If you follow me on Twitter you know that my in-laws are coming to visit over the next two weeks. Father-in-law is coming in tomorrow and staying until Monday and Mother-in-law is coming in on Tuesday and we're not sure how long she's staying. It's good that they don't overlap since there always seems to be tension when they're together. (I should let you know they've been divorced since my husband was a baby.)
So, I was going to write about the relationships I have with my in-laws but I'm having a really hard time putting it into words. You know how you just click with some people and not with others?
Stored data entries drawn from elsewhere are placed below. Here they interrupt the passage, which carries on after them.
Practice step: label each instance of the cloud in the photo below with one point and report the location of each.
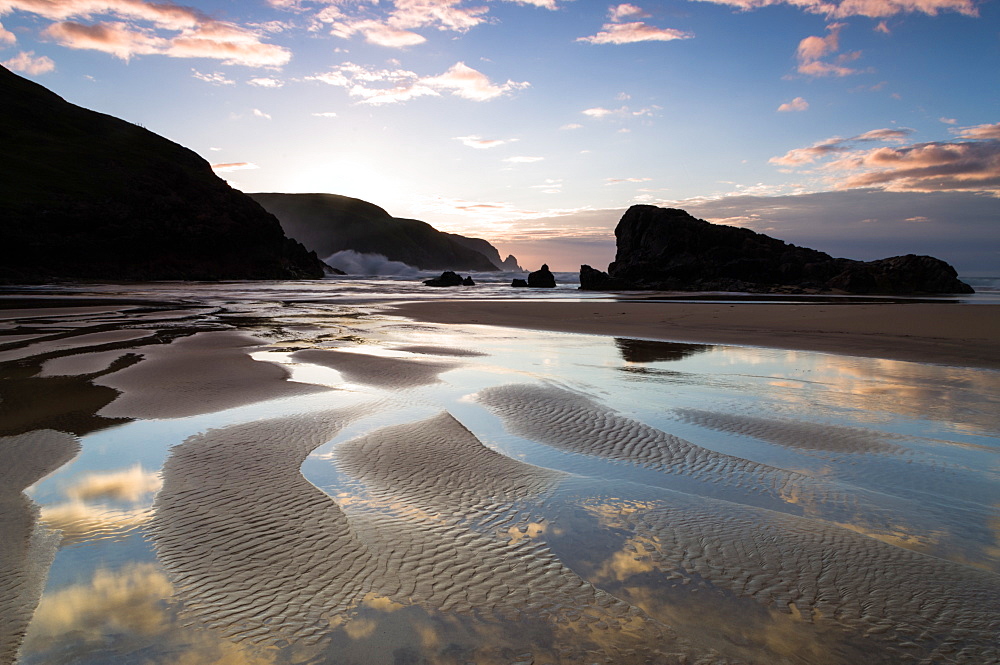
(924, 167)
(624, 11)
(124, 485)
(812, 50)
(522, 159)
(621, 111)
(147, 28)
(869, 8)
(215, 78)
(980, 132)
(266, 82)
(27, 63)
(797, 104)
(6, 36)
(465, 82)
(390, 86)
(234, 166)
(831, 146)
(480, 143)
(936, 166)
(618, 181)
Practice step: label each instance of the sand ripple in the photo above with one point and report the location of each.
(798, 434)
(376, 370)
(577, 424)
(26, 549)
(255, 550)
(923, 608)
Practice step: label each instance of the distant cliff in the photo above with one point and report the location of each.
(330, 223)
(668, 249)
(84, 195)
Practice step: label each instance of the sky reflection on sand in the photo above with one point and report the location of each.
(926, 443)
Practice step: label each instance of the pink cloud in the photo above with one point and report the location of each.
(197, 34)
(117, 38)
(630, 33)
(924, 167)
(6, 36)
(980, 132)
(27, 63)
(869, 8)
(624, 11)
(797, 104)
(383, 86)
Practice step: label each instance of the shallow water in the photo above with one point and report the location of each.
(467, 494)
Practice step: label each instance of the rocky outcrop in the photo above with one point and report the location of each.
(449, 278)
(487, 250)
(542, 278)
(330, 223)
(668, 249)
(510, 264)
(88, 196)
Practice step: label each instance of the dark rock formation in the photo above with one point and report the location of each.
(541, 278)
(84, 195)
(510, 263)
(447, 278)
(668, 249)
(329, 223)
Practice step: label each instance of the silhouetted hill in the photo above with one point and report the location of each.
(330, 223)
(84, 195)
(666, 249)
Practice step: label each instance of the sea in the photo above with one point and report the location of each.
(418, 493)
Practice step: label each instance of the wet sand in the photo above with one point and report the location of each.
(945, 333)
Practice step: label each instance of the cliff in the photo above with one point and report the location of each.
(330, 223)
(668, 249)
(84, 195)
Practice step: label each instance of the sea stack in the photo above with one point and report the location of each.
(666, 249)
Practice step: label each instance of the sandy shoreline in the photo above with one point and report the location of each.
(949, 334)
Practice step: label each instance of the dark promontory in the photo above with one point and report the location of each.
(84, 195)
(667, 249)
(330, 223)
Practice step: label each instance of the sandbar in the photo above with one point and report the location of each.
(943, 333)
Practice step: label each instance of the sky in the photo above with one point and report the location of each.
(864, 128)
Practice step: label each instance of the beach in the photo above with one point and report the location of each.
(305, 473)
(936, 333)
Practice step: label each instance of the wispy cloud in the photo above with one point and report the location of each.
(619, 181)
(837, 145)
(234, 166)
(480, 143)
(971, 165)
(870, 8)
(797, 104)
(390, 86)
(812, 50)
(146, 28)
(27, 62)
(6, 36)
(266, 82)
(980, 132)
(620, 32)
(215, 78)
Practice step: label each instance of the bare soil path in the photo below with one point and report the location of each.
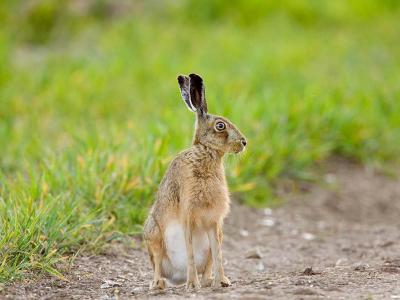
(339, 239)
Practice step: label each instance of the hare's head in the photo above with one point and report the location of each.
(211, 131)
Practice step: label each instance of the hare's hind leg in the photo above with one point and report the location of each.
(154, 243)
(156, 255)
(206, 279)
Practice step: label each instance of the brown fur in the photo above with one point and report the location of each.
(194, 193)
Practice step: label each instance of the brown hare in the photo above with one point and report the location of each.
(183, 231)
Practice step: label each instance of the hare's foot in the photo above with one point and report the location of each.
(206, 282)
(158, 284)
(221, 281)
(193, 283)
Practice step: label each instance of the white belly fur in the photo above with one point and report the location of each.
(175, 264)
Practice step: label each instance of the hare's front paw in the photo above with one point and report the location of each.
(224, 282)
(158, 284)
(193, 284)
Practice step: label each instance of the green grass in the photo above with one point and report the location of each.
(90, 111)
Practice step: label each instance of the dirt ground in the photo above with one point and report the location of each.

My husband is an only child and so I should never be surprised when his family dynamics differ from mine ( I have two siblings). But, often times I am and I'm not sure if I'll ever get used to it. I know, I know, it's not even been a year, right?
Where is this going? I don't know, honestly, maybe it's just that I really wanted to try to wrap my mind around why I get tense when my in-laws come to visit. They are perfectly nice people, I just really like my routine and it does stress me out when it's crazy in my home. I get edgy when there are feet on furniture and the TV is always on and other stupid stuff like that. I know, I'm weird. And, I've accepted it. (Hopefully my husband has too!) And for some reason I feel like it will be seen as me being rude when I go to have dinner with a girlfriend on Friday night, except that it was planned before the trip to visit was. (See? Why am I feeling guilty about that?)
Anyone have tips on how to host house guests and not let it stress you out? I'd love to know what they are.
I hope this wasn't too scatterbrained! :)
2 comments:
I think that you should accept that your routine will be thrown off a bit hopefull not too much. Do you work? Will you be home with them while your husband is at work? Will he be home? What do they expect to do while they are there. Are they the type of people who like to keep busy or are they homebodies? Is this the first time they are visiting? Are they coming a great distance? I have a hundred questions to ask and then can give you an answer. Email me if you want!
Ah, there are so many variables.... If you don't see them often, then you may need to just disrupt your usual routine for the duration of their stay(s). But, if they visit pretty often - I think you should stick to your routine. Ultimately, they are family and there should be less expectation that you need to "entertain" them.